The article ‘On Religious Alphabets’ by N.V. Briullova-Shaskolskaya (1911) contains data on classical epigraphy, i.e. on alphabets found in certain forms on various objects: vases, marble and stone boards, potsherds, papyri, as well as on walls of some buildings. By the time of that publication, there were only few works in German explaining the religious nature of those alphabets. The short article by B.-Sh. was an attempt to clear some unresolved problems of epigraphic findings, to characterize peculiarities of religious alphabets, and to introduce a method of their classification.
The article offers a description of some Roman alphabets which were classified by the author into three types: 1) those connected to certain divine forces (the cult of Jupiter Dolichenus, for instance); 2) those uncertain in their function, but supposed to be of the religious character; 3) those of magical purposes. The author stressed that the most part of researches in the field refused the magical purposes of the alphabets inscribed on various objects or walls and ‘contemptuously’ called Kritzeleien — ‘scratches’. The author described those inscriptions as a manifestation of a belief in magic and supernatural forces.
The research approach of B.-Sh. was based on the separation between religion and magic, and in some cases it helped her to characterize the meaning of certain inscriptions.

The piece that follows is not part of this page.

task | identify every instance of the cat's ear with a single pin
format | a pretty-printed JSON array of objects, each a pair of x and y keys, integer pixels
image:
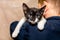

A sloppy writing style of inscriptions on some common objects was a testimony that it was a manifestation not of a state official religion, but of some private beliefs closely connected to magical ideas, while other, intricately made inscriptions cut in stone were of some religious, not magical purposes.
Thus, the research set a number of questions in the field of classical religion, which could be solved only under the comparative studying archaeological findings.